To solve the problem, we start with the given information that \( \tan \theta = \frac{q}{p} \). We need to find the value of \[ \frac{p \sin \theta + q \cos \theta}{p \cos \theta + q \sin \theta}. \] ### Step 1: Rewrite the expression using \( \tan \theta \) We know that \( \tan \theta = \frac{\sin \theta}{\cos \theta} \).
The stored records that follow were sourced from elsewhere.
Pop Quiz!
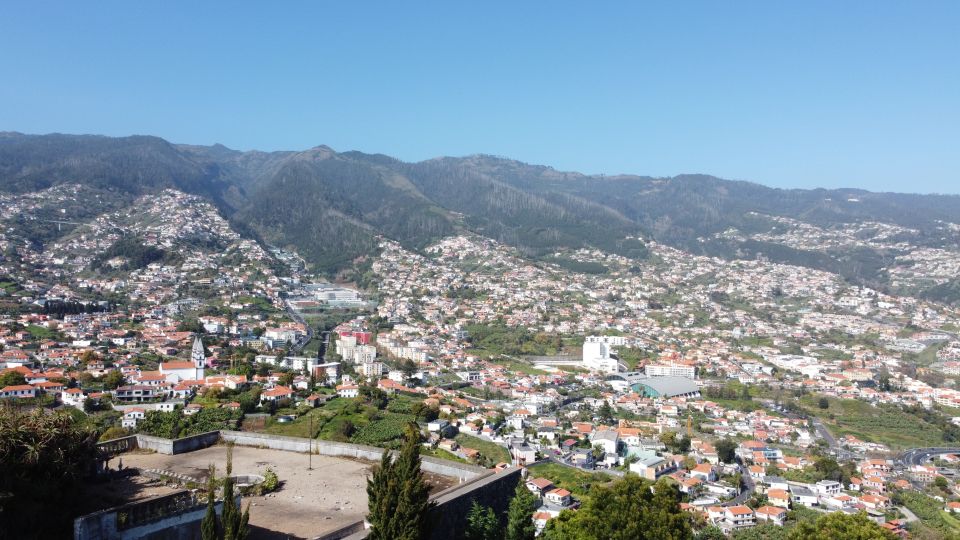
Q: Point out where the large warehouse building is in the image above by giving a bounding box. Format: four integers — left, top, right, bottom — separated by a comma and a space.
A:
606, 371, 700, 398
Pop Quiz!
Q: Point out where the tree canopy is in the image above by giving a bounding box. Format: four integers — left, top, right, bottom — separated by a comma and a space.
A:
544, 474, 692, 540
0, 407, 97, 538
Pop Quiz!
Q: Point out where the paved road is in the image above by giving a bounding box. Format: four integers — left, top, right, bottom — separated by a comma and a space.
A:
811, 418, 853, 461
720, 463, 757, 506
897, 506, 920, 523
283, 300, 313, 353
541, 455, 626, 478
898, 447, 960, 467
813, 418, 838, 448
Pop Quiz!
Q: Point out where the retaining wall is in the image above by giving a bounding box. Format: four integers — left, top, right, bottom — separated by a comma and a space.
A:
73, 491, 234, 540
220, 431, 488, 482
97, 431, 220, 455
344, 467, 521, 540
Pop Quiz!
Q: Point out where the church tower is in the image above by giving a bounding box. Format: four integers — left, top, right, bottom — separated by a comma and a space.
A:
190, 335, 207, 381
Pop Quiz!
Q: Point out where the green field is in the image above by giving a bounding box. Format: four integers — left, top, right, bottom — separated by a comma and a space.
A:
527, 463, 613, 498
900, 491, 960, 538
420, 448, 469, 463
264, 398, 414, 448
800, 396, 943, 450
454, 433, 511, 463
27, 324, 59, 340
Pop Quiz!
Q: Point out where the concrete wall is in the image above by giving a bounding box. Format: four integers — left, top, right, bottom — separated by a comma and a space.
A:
73, 491, 234, 540
122, 431, 220, 455
344, 467, 521, 540
430, 467, 520, 540
220, 431, 487, 481
173, 431, 220, 454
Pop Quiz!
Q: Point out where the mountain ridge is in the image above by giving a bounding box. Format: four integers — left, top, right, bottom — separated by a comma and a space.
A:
0, 132, 960, 298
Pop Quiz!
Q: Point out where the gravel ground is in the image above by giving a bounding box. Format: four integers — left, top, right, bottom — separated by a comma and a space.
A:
123, 446, 372, 538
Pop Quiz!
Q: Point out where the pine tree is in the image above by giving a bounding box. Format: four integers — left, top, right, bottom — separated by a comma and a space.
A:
464, 501, 503, 540
505, 482, 537, 540
200, 465, 218, 540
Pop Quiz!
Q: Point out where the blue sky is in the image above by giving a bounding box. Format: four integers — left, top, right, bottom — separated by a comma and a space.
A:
0, 0, 960, 193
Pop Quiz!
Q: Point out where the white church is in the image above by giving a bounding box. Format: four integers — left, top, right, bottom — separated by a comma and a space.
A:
160, 336, 207, 383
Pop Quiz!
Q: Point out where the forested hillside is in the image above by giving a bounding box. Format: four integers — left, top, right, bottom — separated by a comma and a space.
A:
0, 133, 960, 297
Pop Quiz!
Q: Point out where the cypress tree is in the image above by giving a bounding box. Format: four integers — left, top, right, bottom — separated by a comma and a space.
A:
463, 501, 503, 540
367, 424, 432, 540
505, 482, 537, 540
200, 465, 218, 540
367, 450, 397, 538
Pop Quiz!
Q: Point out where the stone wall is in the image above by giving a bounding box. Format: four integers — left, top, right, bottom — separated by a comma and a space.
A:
97, 431, 220, 455
220, 431, 487, 481
73, 491, 234, 540
342, 467, 521, 540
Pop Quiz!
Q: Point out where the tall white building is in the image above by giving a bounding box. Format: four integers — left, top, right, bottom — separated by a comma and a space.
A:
644, 362, 697, 379
583, 336, 620, 373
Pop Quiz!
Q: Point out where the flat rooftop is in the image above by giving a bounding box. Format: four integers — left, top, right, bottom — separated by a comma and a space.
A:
117, 445, 457, 539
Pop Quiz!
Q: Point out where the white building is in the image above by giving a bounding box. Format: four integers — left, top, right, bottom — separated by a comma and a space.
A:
160, 336, 207, 383
583, 336, 620, 373
644, 363, 697, 379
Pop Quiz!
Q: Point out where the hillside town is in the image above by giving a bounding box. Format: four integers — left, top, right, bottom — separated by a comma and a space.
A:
0, 187, 960, 537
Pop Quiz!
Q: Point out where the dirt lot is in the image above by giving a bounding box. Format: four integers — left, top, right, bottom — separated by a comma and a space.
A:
122, 446, 457, 539
123, 446, 371, 538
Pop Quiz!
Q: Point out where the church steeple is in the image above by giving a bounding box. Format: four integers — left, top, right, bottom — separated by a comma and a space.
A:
190, 335, 207, 368
190, 334, 207, 381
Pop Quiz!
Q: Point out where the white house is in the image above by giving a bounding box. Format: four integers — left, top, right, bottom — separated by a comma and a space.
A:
60, 388, 87, 409
337, 384, 360, 398
120, 407, 147, 428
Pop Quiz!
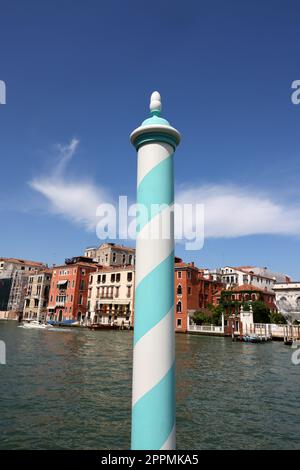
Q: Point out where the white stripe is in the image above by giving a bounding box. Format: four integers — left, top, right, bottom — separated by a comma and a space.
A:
160, 424, 176, 450
135, 204, 174, 288
132, 305, 175, 406
137, 142, 174, 185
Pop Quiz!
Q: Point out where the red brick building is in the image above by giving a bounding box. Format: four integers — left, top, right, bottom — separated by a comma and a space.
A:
47, 256, 97, 321
223, 284, 277, 315
174, 258, 220, 333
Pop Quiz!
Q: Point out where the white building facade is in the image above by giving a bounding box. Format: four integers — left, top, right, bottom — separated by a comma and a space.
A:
87, 266, 135, 328
84, 243, 135, 266
221, 266, 276, 290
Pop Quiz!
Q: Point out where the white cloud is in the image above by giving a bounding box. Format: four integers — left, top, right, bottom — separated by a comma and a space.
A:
29, 139, 109, 230
176, 185, 300, 238
29, 139, 300, 242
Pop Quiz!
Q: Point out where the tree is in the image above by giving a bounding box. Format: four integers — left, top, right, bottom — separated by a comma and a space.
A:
193, 305, 222, 326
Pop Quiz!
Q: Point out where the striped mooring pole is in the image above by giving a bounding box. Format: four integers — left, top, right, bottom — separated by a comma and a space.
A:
130, 91, 180, 450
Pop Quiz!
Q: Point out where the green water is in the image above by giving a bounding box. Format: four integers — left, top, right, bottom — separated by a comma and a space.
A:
0, 321, 300, 450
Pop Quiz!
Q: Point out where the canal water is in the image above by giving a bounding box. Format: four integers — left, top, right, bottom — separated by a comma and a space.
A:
0, 321, 300, 450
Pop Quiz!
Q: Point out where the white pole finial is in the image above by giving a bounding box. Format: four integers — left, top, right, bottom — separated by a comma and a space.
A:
150, 91, 161, 113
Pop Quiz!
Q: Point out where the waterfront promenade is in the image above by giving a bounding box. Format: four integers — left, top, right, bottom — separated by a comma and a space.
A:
0, 321, 300, 449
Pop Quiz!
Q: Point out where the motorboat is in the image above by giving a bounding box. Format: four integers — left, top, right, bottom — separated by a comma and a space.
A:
20, 320, 53, 330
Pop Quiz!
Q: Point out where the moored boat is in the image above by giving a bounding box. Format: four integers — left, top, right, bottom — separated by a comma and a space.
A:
20, 320, 52, 330
88, 323, 120, 330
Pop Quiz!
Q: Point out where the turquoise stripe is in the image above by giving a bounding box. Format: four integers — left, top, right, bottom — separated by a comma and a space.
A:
134, 251, 174, 344
131, 364, 175, 450
137, 155, 174, 232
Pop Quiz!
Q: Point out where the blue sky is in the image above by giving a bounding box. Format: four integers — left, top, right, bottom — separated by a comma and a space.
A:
0, 0, 300, 279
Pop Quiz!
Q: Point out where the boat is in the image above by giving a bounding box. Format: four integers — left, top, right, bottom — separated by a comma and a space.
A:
88, 323, 120, 330
48, 320, 80, 327
20, 320, 52, 330
242, 335, 266, 343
Therefore, we can express \( \sin \theta \) and \( \cos \theta \) in terms of \( \tan \theta \): \[ \sin \theta = \tan \theta \cdot \cos \theta = \frac{q}{p} \cdot \cos \theta. \] ### Step 2: Substitute \( \sin \theta \) in the expression Now, substituting \( \sin \theta \) in the original expression: \[ \frac{p \left(\frac{q}{p} \cos \theta\right) + q \cos \theta}{p \cos \theta + q \left(\frac{q}{p} \cos \theta\right)}. \] This simplifies to: \[ \frac{q \cos \theta + q \cos \theta}{p \cos \theta + \frac{q^2}{p} \cos \theta}. \] ### Step 3: Factor out \( \cos \theta \) Factoring out \( \cos \theta \) from both the numerator and the denominator gives: \[ \frac{(q + q) \cos \theta}{\left(p + \frac{q^2}{p}\right) \cos \theta}. \] ### Step 4: Simplify the expression Now, we can simplify this further: \[ \frac{2q \cos \theta}{\left(p + \frac{q^2}{p}\right) \cos \theta}. \] Since \( \cos \theta \) is common in both numerator and denominator, we can cancel it out (assuming \( \cos \theta \neq 0 \)): \[ \frac{2q}{p + \frac{q^2}{p}}. \] ### Step 5: Simplify the denominator The denominator can be rewritten as: \[ p + \frac{q^2}{p} = \frac{p^2 + q^2}{p}. \] ### Step 6: Final expression Thus, we have: \[ \frac{2q}{\frac{p^2 + q^2}{p}} = \frac{2q \cdot p}{p^2 + q^2}. \] So, the final answer is: \[ \frac{2pq}{p^2 + q^2}. \]